BERBAGI

Jakarta, kabarpolisi.com – Kapolri Jenderal Polisi Idham Aziz memerintahkan Kabareskrim dan Kapolda Metro Jaya untuk transparan dalam mengungkap kasus Novel Baswedan.

Polisi memang menangkap dua orang pelaku penyiram air keras kepada penyidik senior KPK Novel Baswedan. Pelaku merupakan anggota kepolisian.

“Ke depan saya sudah memerintah Kabareskrim dan Kapolda Merto penyelidikan yang transparan. Beri waktu para penyidik untuk melakukan proses penyelidikan,” kata Idham di Auditorium PTIK, Kebayoran Baru, Jakarta Selatan, Sabtu (28/12).

Kapolri juga mengapresiasi kinerja anggota yang bisa mengungkap kasus tersebut. Namun di sisi lain, ia mengaku prihatin lantaran pelaku penyerangan merupakan anggota Polri aktif.

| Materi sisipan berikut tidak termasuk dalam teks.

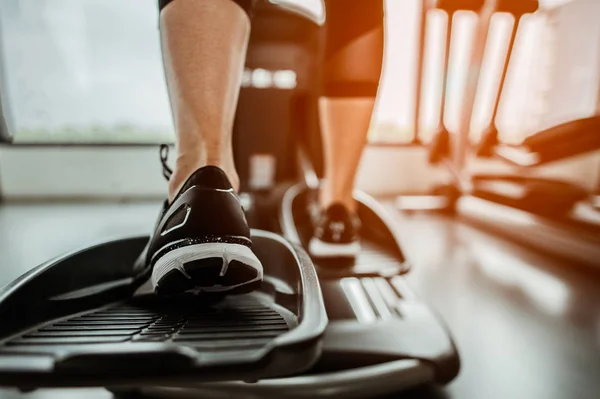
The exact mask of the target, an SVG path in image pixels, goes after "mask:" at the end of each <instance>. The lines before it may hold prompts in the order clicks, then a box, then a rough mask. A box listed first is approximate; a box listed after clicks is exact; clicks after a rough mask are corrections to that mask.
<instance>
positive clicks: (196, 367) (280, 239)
mask: <svg viewBox="0 0 600 399" xmlns="http://www.w3.org/2000/svg"><path fill="white" fill-rule="evenodd" d="M256 18H257V25H258V26H260V25H261V23H260V20H261V18H264V19H265V20H268V23H265V24H264V25H263V26H264V27H270V26H277V29H275V30H273V32H271V34H272V35H273V36H269V31H268V29H267V28H265V29H264V30H261V29H255V32H256V33H253V35H254V36H253V38H252V41H251V47H250V50H249V57H250V58H249V59H250V60H253V59H255V60H256V59H257V58H252V57H258V55H257V54H256V53H255V52H254V51H253V49H256V50H257V53H261V51H260V50H259V49H261V48H262V50H264V49H265V47H261V46H269V43H271V44H270V45H272V46H274V47H275V48H279V49H281V48H287V49H288V50H289V51H297V52H298V54H304V55H310V54H311V52H310V51H311V50H310V48H309V49H307V48H306V46H307V43H308V45H310V44H318V36H319V31H320V28H319V24H318V21H314V20H310V19H308V18H307V17H306V16H303V15H300V14H298V13H294V12H289V11H286V10H283V9H281V8H278V7H274V6H272V5H265V6H264V8H260V9H258V10H257V16H256ZM305 29H307V30H308V31H305ZM282 30H283V32H284V33H285V34H282V33H281V32H282ZM275 34H277V36H275ZM296 34H302V37H304V38H306V37H315V38H317V40H316V41H311V40H308V41H306V40H305V39H303V40H302V41H301V42H300V44H299V42H298V41H297V38H298V36H297V35H296ZM307 34H308V36H306V35H307ZM311 34H312V35H314V36H310V35H311ZM269 38H270V40H269ZM271 50H273V49H272V48H271ZM262 54H264V52H262ZM312 54H314V53H312ZM309 59H310V57H309ZM266 61H269V60H265V64H264V65H261V69H262V70H263V71H267V72H269V71H271V72H272V71H274V70H288V69H287V66H285V67H282V66H277V64H276V62H277V61H276V60H274V62H275V65H274V66H272V65H268V64H267V62H266ZM307 65H311V64H310V63H307ZM250 68H258V65H257V66H256V67H255V66H253V65H251V66H250ZM295 72H296V76H297V82H298V84H297V86H296V87H297V88H302V87H303V86H302V85H301V82H305V81H307V82H310V76H311V70H310V68H308V69H307V71H305V72H302V71H300V70H296V71H295ZM260 73H263V72H260ZM259 75H260V74H259ZM305 79H306V80H305ZM251 86H252V85H250V87H248V88H244V89H242V94H241V98H244V97H245V96H249V98H248V100H249V101H248V102H244V101H243V100H242V102H241V103H240V110H238V120H237V121H238V123H237V125H236V130H238V132H239V130H240V129H244V128H246V129H257V130H258V129H262V128H265V130H263V131H262V132H263V134H265V133H264V132H266V134H265V135H268V136H269V137H270V138H274V137H275V136H276V135H277V137H278V138H282V140H289V142H288V143H291V144H289V148H292V149H293V148H294V147H295V145H294V143H295V142H294V141H293V140H296V139H297V137H295V136H294V134H295V132H294V131H292V130H290V131H289V132H288V133H289V135H288V136H284V137H281V136H280V135H281V134H282V131H281V130H278V129H276V128H273V125H272V123H274V122H273V120H271V119H266V120H265V121H266V122H267V123H268V124H269V125H267V126H261V125H260V124H256V123H254V124H252V123H248V121H247V120H244V115H246V116H248V115H256V114H258V113H257V112H254V111H253V110H252V109H250V108H245V107H249V106H250V105H252V104H255V105H256V104H261V103H264V102H260V101H250V100H251V95H252V92H254V93H255V94H257V95H265V96H268V95H269V93H268V92H267V91H262V92H261V91H260V90H266V89H261V88H259V87H256V85H255V87H251ZM307 87H310V84H309V85H308V86H307ZM269 90H271V89H269ZM272 90H290V89H281V88H279V89H278V88H275V87H274V88H272ZM297 90H300V89H297ZM303 90H304V89H303ZM273 94H274V93H273ZM279 94H281V95H282V96H284V97H286V96H287V98H288V99H289V102H287V103H286V102H283V101H273V99H272V98H271V99H270V101H269V104H276V106H281V107H282V108H287V107H291V108H288V111H287V112H289V113H293V114H294V118H297V119H296V120H300V121H304V123H305V125H304V126H308V125H310V123H311V119H310V117H307V116H306V115H310V114H313V115H314V113H315V112H316V110H315V109H313V108H312V107H311V106H310V104H311V98H312V97H311V96H314V95H315V94H314V92H311V91H310V90H304V92H299V93H297V92H295V91H294V90H290V91H288V92H285V93H283V94H282V93H279ZM298 95H300V96H304V97H297V96H298ZM299 98H304V100H301V99H299ZM265 101H266V99H265ZM299 104H303V105H301V106H299ZM274 106H275V105H274ZM298 109H302V110H304V112H306V114H303V113H299V112H298ZM292 110H295V111H292ZM272 114H274V113H272ZM273 119H274V118H273ZM289 120H292V121H293V120H294V119H292V118H291V117H290V119H289ZM289 120H288V122H289ZM280 121H281V122H282V123H283V122H285V118H282V119H280ZM313 122H314V120H313ZM295 126H297V125H295ZM249 133H251V132H245V133H244V134H243V135H237V138H236V140H240V139H241V137H246V136H247V135H248V134H249ZM256 137H263V138H264V137H265V136H261V135H257V136H256ZM261 142H262V141H261V140H257V141H255V142H254V144H255V145H256V146H255V147H247V146H242V145H239V142H237V143H238V144H237V145H236V149H237V160H238V162H239V163H240V165H238V166H239V167H240V170H241V175H242V177H243V180H244V181H245V182H246V184H248V186H250V185H251V184H250V183H252V184H254V187H248V186H247V189H248V192H247V195H245V198H246V199H247V201H246V205H247V208H248V213H249V219H250V220H251V223H252V224H253V227H256V226H257V225H262V226H266V227H269V228H270V229H272V230H276V231H279V232H282V233H283V234H284V235H285V236H286V238H287V239H286V238H282V237H281V236H279V235H276V234H274V233H272V232H268V231H265V230H259V229H254V230H253V242H254V251H255V252H256V254H257V256H258V257H259V258H260V260H261V262H262V263H263V266H264V269H265V279H264V283H263V284H262V285H261V287H260V288H259V289H258V290H257V291H256V292H253V293H251V294H246V295H244V296H238V297H228V298H225V299H223V300H222V301H218V302H213V303H207V302H206V301H205V300H203V298H201V297H194V296H188V297H182V298H176V299H171V300H162V299H161V300H158V299H157V298H156V297H154V295H153V294H151V293H148V291H147V290H146V286H145V284H144V282H143V281H138V280H136V279H135V278H134V276H133V271H132V264H133V262H134V259H135V258H136V257H137V255H138V254H139V252H140V251H141V250H142V248H143V246H144V244H145V242H146V241H147V239H148V238H147V237H144V236H140V237H125V238H123V239H120V240H116V241H110V242H104V243H100V244H98V245H95V246H92V247H88V248H84V249H82V250H79V251H76V252H73V253H70V254H67V255H65V256H62V257H59V258H58V259H54V260H51V261H49V262H47V263H45V264H43V265H40V266H38V267H37V268H35V269H33V270H32V271H30V272H28V273H26V274H25V275H23V276H21V277H20V278H19V279H17V280H16V281H14V282H13V283H11V284H10V285H9V286H7V287H6V288H4V289H3V290H2V291H1V292H0V385H2V386H10V387H16V388H19V389H22V390H33V389H37V388H44V387H75V386H79V387H82V386H93V387H107V388H108V389H110V390H111V391H113V392H115V393H116V394H118V395H121V396H123V397H127V396H128V395H129V394H138V393H140V392H141V393H146V392H147V393H156V392H168V393H175V392H177V393H178V394H181V395H185V394H188V393H189V394H190V395H193V396H195V397H198V396H202V395H205V396H209V397H215V396H228V395H229V396H231V395H236V396H244V395H246V396H256V395H276V396H278V397H314V396H317V395H321V396H329V397H350V396H369V397H372V396H373V395H380V394H386V393H392V392H398V391H400V390H403V389H406V388H408V387H412V386H415V385H420V384H425V383H447V382H449V381H451V380H452V379H453V378H454V377H455V376H456V375H457V373H458V370H459V359H458V354H457V351H456V348H455V346H454V344H453V342H452V339H451V337H450V335H449V333H448V331H447V330H446V328H445V327H444V325H443V324H442V323H441V322H440V320H439V318H438V317H437V316H436V315H435V314H434V313H433V312H432V311H431V310H430V309H429V308H428V307H427V306H426V305H424V304H423V303H422V302H421V301H420V300H419V299H418V298H417V297H416V295H415V294H414V293H413V292H412V291H411V290H410V288H409V287H408V286H407V285H406V283H405V282H404V280H403V277H402V274H404V273H406V272H408V271H409V268H408V265H407V263H406V262H405V259H404V257H403V254H402V251H401V249H400V246H399V244H398V239H397V235H396V233H395V231H394V229H393V224H392V222H391V220H390V219H389V217H388V216H386V213H385V211H384V210H383V209H382V207H381V206H380V205H378V204H377V202H376V201H375V200H373V199H372V198H370V197H368V196H367V195H366V194H364V193H357V194H356V196H357V200H358V201H359V203H360V210H359V214H360V217H361V219H362V222H363V225H364V226H365V229H364V232H363V234H364V237H363V242H364V250H363V252H362V253H361V254H360V255H359V257H358V259H357V262H356V264H355V265H350V266H349V267H344V268H336V269H332V268H327V267H323V265H316V267H315V265H314V264H313V263H312V261H311V259H310V258H309V257H308V256H307V254H306V252H305V251H304V250H303V249H302V244H303V243H304V241H303V240H304V238H303V237H304V234H305V233H304V232H305V231H306V228H305V227H306V226H304V225H303V224H302V223H301V222H300V221H301V220H302V212H304V211H305V201H306V195H307V194H308V192H309V190H310V189H314V188H317V187H318V178H317V177H316V176H317V172H316V171H315V169H316V168H314V167H313V166H312V165H313V164H312V163H309V162H308V160H307V157H306V156H305V155H306V152H300V153H299V154H298V157H297V158H298V161H299V166H298V167H294V166H293V164H292V166H290V162H289V158H288V159H287V162H283V163H280V164H278V165H280V166H281V169H276V172H275V173H274V174H273V175H271V174H270V172H269V168H268V166H272V165H273V157H274V158H275V159H283V160H284V161H285V160H286V155H285V153H284V155H282V153H281V152H278V151H279V150H278V149H277V148H287V147H286V146H283V147H261ZM264 142H265V143H269V145H271V144H273V141H271V140H265V141H264ZM272 148H275V150H276V151H273V152H270V151H271V150H272ZM243 151H252V152H248V156H246V157H244V156H243V155H242V154H241V153H242V152H243ZM255 155H258V158H252V156H255ZM295 155H296V154H294V157H296V156H295ZM261 162H263V163H261ZM244 165H253V166H252V168H255V170H249V169H245V168H244ZM264 165H267V166H264ZM261 168H263V169H261ZM288 168H289V169H288ZM244 170H245V171H246V172H244ZM265 170H266V172H265ZM294 171H295V172H294ZM244 173H246V174H244ZM252 173H254V175H252ZM286 173H290V174H289V175H286ZM265 176H266V177H265ZM271 176H274V177H273V181H274V184H273V186H269V185H268V184H265V183H264V182H265V181H267V180H269V179H271ZM298 180H301V181H302V182H301V183H297V182H298ZM257 182H258V183H257ZM269 216H270V217H269ZM249 382H253V383H249Z"/></svg>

“Sebagai pimpinan Polri, saya mengapresiasi pelaksanaan tugas dan kinerja. Namun di balik itu saya juga prihatin karena ternyata pelakunya anggota Polri,” katanya.

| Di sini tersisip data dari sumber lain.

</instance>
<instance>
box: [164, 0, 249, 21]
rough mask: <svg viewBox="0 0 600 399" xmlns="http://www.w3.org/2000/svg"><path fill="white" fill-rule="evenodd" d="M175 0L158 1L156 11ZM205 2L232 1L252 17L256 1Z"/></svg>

Idham juga menegaskan sidang kedua pelaku akan dilakukan secara terbuka di pengadilan.

“Ke depan sidangnya juga akan terbuka di pengadilan. Asas pradugaa tak bersalah harus dihormati,” ujarnya.

Kedua pelaku berstatus anggota Polri aktif dengan masing-masing inisial RB dan RM. Dari informasi yang diterima, kedua pelaku berpangkat Brigadir dan bertugas di Depok, Jawa Barat.

“Dua pelaku ditangkap tadi malam. Polisi aktif,” kata Kabareskrim Polri Komjen Listyo Sigit Prabowo di Mapolda Metro Jaya, Jakarta, Jumat (27/12), pukul 17.20 WIB.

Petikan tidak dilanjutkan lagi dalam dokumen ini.